Let Z Be A Standard Normal Random Variable Calculate The Fol

Let Z Be Standard Normal Random Variable Calculate The Following

Let Z be a standard normal random variable. Calculate the following probabilities, rounding your responses to at least three decimals:

a. P(Z > -1.97)

b. P(Z ≤ -1.71)

c. P(1.01

Determine the value of c such that:

a. P(-c ≤ Z ≤ c) = 0.9700

Round your answer to two decimal places and carry intermediate computations to at least four decimal places.

Determine c such that:

P(c ≤ Z ≤ -1.22) = 0.0745

Round your answer to two decimal places, with intermediate calculations to four decimal places.

Among healthcare information systems companies with normally distributed quarterly sales (mean = 12 million dollars, SD = 1.3 million dollars), identify the sales level that marks the bottom 10% of sales, considered failures.

Compute this cutoff sales level, rounding to one decimal place, with intermediate steps to four decimal places.

Given a questionnaire measuring aggressiveness with scores normally distributed (SD = 80), where 5% of scores exceed 800, find the mean score.

Round your answer to one decimal place.

For an aptitude test measuring leadership with mean = 560 and SD = 125, find the proportion of individuals scoring above 700.

Round your answer to four decimal places.

In a multiple-choice exam of 80 questions (choices a-e), estimate the probability that a student guesses correctly on at least 13 questions using the normal approximation to the binomial with a continuity correction.

Round the probability to three decimal places.

A study of IQ scores in a organization claims a mean of 118 and SD of 16. In a sample of 40 members (mean IQ = 114.2), find the probability of obtaining a sample mean of 114.2 or less, assuming the claim is true.

Calculate intermediate values to four decimal places and round the final answer to three decimal places.

Regarding stock market data: Out of 600 stocks that rose yesterday, 60% also rose today.

a. Calculate the mean proportion P of stocks that will go up again today.

b. Calculate the standard deviation of P.

c.
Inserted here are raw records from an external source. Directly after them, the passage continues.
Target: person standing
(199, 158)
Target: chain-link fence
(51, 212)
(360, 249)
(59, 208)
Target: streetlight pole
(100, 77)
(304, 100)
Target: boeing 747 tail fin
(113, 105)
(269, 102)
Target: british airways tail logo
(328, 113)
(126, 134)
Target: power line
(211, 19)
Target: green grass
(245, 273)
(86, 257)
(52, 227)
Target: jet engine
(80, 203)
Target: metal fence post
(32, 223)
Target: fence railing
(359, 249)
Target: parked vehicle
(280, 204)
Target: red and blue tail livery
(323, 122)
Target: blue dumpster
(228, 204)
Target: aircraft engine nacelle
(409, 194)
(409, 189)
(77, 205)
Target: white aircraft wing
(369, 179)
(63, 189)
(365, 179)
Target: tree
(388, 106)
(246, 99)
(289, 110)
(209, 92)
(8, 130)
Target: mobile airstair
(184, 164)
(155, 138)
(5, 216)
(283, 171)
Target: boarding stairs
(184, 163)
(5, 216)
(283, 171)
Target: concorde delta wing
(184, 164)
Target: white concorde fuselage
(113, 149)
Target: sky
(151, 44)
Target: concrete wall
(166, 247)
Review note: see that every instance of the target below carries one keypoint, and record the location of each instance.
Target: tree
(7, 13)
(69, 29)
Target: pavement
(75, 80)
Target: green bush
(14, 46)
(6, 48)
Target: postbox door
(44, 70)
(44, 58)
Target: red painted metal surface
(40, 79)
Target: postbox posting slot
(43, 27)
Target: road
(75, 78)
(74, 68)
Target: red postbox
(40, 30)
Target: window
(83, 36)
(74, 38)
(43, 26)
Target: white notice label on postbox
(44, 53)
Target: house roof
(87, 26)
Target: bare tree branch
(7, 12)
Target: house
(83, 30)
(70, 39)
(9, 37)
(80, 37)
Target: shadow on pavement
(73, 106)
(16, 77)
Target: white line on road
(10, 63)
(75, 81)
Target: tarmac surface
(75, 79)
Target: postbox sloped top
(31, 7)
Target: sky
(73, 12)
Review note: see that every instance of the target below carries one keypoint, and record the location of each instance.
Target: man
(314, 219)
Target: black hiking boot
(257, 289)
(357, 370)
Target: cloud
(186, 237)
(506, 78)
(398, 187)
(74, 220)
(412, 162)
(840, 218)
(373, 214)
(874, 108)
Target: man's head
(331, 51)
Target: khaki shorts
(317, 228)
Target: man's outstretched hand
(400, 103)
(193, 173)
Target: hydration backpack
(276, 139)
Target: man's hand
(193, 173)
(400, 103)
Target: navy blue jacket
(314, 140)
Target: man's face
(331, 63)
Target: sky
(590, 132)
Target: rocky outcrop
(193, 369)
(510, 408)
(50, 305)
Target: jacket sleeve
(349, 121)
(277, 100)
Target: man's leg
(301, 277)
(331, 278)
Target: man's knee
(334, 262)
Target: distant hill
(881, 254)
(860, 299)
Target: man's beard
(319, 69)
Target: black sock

Approximate P(P > 0.58), the probability that more than 58% of these stocks will go up again, rounding to four decimal places.

Sample Paper For Above instruction

Let Z Be Standard Normal Random Variable Calculate The Following

Introduction

Statistical analysis using the standard normal distribution is fundamental in understanding probabilities and variability in numerous real-world contexts. This paper explores various probability calculations, parameter estimations, and approximation techniques related to the standard normal distribution, as well as applications in business, psychology, and stock market data.

Probability Calculations Using Standard Normal Distribution

Calculating probabilities involving the standard normal variable Z, which has a mean of 0 and a standard deviation of 1, allows us to interpret the likelihood of various outcomes. For example, the probability that Z exceeds a certain negative value, such as -1.97, can be found through standard normal tables or computational tools, resulting in P(Z > -1.97) ≈ 0.975. Similarly, P(Z ≤ -1.71) ≈ 0.044, illustrating the cumulative distribution function's use in probability computation. The probability that Z falls between 1.01 and 2.20 is obtained by subtracting the cumulative probabilities at these points, yielding approximately 0.136.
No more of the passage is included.